Elegy to Andy … and his teacher
Nov. 17, 2011
By Katherine Bielawa Stamper
“When I was in high school, I had an English teacher who told me I was a good writer, so I set out to become a writer myself.”
Andy Rooney shared this insight in his 1,097th and final essay for the news program, “60 Minutes,” broadcast for Oct. 2, 2011. I watched it online, not realizing Rooney had so little time left in the newsroom of life. He passed away Nov. 4 at age 92.
My husband and I gave up television in 1994. Cable and satellite, with their gazillion stations, held no particular attraction. The explosion in programming, in our view, provided overwhelming quantity that seemed to erode overall quality. Commercial frequency increased, making even well written storylines harder to follow with interruptions every 12 (or is it nine?) minutes.
I knew I’d miss one television show: “60 Minutes.” Can you hear the tick, tick, and tick? I’d especially miss weekly doses of, “A Few Minutes with Andy Rooney.” I watched him dutifully for years. Something about his writing and nasally, Albany-accented voice resonated.
“60 Minutes” first appeared in 1968 when I was 3-years-old. The news program taught me about the war in Vietnam, thalidomide babies and homosexuality. A 1989 segment on Alar temporarily altered my relationship — and perhaps that of many Americans — with apples (the Environmental Protection Agency has since banned Alar use on food crops.).
I remember sitting on the floor beside my father on Sunday evenings watching “60 Minutes” together, his hand resting atop my head. Despite limited formal education, dad possessed an inherent interest in history and politics. He followed the news, with a little help from Walter Cronkite and the crew at “60 Minutes.”

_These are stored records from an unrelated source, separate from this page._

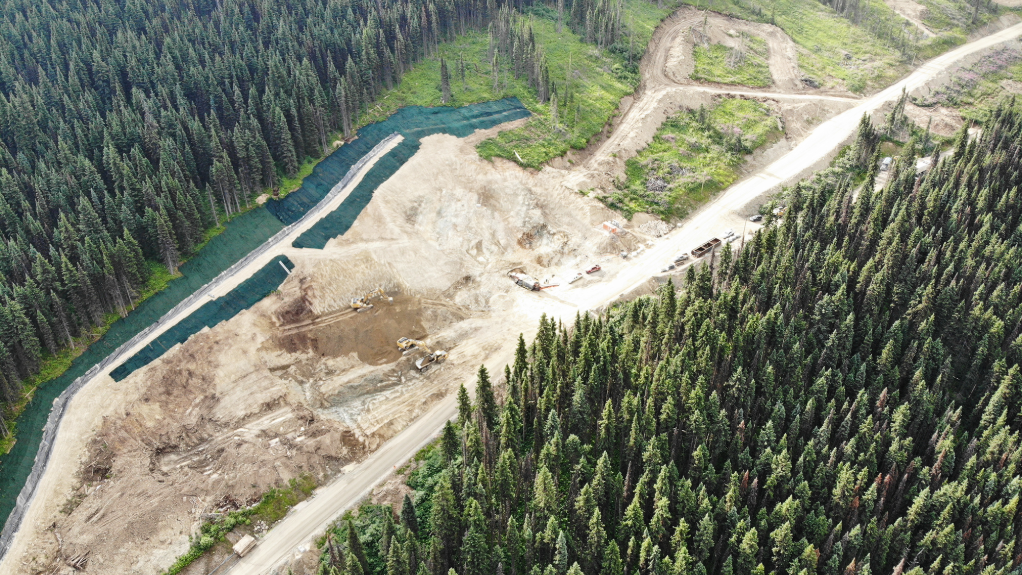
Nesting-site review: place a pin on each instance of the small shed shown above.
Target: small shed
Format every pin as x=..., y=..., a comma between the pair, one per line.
x=244, y=545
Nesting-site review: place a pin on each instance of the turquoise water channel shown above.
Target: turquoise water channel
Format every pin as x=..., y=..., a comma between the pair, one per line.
x=242, y=235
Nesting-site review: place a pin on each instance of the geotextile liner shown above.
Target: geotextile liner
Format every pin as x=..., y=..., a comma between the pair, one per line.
x=246, y=234
x=414, y=123
x=267, y=280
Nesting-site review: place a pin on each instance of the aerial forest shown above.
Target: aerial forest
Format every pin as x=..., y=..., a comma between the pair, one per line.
x=131, y=129
x=838, y=396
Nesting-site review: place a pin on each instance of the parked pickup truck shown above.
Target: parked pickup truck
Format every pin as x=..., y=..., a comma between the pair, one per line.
x=706, y=247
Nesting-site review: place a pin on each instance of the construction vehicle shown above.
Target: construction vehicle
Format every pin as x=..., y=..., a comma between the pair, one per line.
x=422, y=364
x=363, y=302
x=526, y=281
x=706, y=247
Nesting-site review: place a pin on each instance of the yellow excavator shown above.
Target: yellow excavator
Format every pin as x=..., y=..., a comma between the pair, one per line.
x=363, y=302
x=422, y=364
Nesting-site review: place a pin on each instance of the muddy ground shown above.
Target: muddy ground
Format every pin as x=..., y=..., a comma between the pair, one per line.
x=300, y=384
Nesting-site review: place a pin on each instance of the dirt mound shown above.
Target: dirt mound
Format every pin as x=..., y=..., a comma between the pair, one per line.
x=711, y=28
x=370, y=334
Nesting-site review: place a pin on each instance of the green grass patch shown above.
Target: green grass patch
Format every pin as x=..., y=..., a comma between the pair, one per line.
x=956, y=16
x=599, y=79
x=834, y=52
x=694, y=154
x=747, y=66
x=977, y=89
x=272, y=508
x=289, y=184
x=54, y=366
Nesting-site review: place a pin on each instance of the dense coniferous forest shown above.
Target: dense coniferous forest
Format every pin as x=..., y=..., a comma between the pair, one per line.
x=840, y=395
x=128, y=129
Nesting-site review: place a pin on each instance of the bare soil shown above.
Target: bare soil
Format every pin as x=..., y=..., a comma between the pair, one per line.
x=302, y=384
x=912, y=11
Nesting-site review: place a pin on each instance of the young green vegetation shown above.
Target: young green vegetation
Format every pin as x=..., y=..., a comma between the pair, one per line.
x=118, y=163
x=862, y=45
x=957, y=17
x=271, y=509
x=582, y=102
x=694, y=154
x=976, y=90
x=746, y=65
x=840, y=395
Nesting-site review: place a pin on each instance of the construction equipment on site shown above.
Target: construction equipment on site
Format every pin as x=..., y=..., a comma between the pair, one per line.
x=524, y=280
x=406, y=343
x=706, y=247
x=422, y=364
x=363, y=302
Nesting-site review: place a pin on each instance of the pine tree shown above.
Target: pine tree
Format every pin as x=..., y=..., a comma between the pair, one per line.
x=484, y=397
x=445, y=83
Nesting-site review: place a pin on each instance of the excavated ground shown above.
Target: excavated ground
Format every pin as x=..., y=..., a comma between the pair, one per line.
x=666, y=87
x=300, y=384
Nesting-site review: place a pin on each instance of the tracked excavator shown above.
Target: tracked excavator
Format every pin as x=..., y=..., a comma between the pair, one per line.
x=363, y=302
x=422, y=364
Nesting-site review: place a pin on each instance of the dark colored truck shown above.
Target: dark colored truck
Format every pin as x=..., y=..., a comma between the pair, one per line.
x=705, y=248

Even as a little kid, I remember enjoying Rooney’s essays. His funny, leprechaun-like appearance, with bushy eyebrows caught my eye. His stories — about war, the economy and quirky consumer trends — captured my youthful attention.
Rooney was cantankerous and sometimes snide. He managed to sum up the frustrations of the everyman, the workaday person just trying to get ahead…or simply stay afloat. He did it with sharp wit and humor. I didn’t always agree. However, I respected his mastery of getting his point across, however blunt.
Perhaps Rooney’s most significant message is the one conveyed in his final essay: a teacher told him he was good at something. External affirmation fueled what would become his life’s work, that of a writer.
I am reminded how very important is it for each of us to dig deeply to find those things we are good at. All too often, our weaknesses stare us in the face in the morning mirror. I can list only too well the things I am utterly lousy at: math, computers, skiing, fashion, interior decorating and small talk at cocktail parties.
As we bumble our way through life, we owe certain indebtedness to those who see a glimmer of talent in us and actually identify it — sometimes pointing out what we ourselves have been unable to see.
Several years ago, I took a writing class just for fun. I wrote an essay about teaching Allen Brook School students about spiders as an ELF (now Four Winds) volunteer. To my surprise, the instructor encouraged me to submit the homework assignment for publication. Emboldened, I sent it off to the Williston Observer as a proposed guest column.
The then-editor called me up and asked, “Are you a writer?”
Surprised by the question, I answered, “No, actually, I’m a mom.”
The editor told me I was a good writer. No one ever said that to me before. I’ve since learned that I can be a writer and a mom.
I don’t aspire to Rooney’s stature and fame. I aspire to pass on the gifts of acknowledgment given to me.
My invitation to you — when you recognize that sparkle of potential in someone, point it out. You just might do for someone what Andy Rooney’s teacher did for him.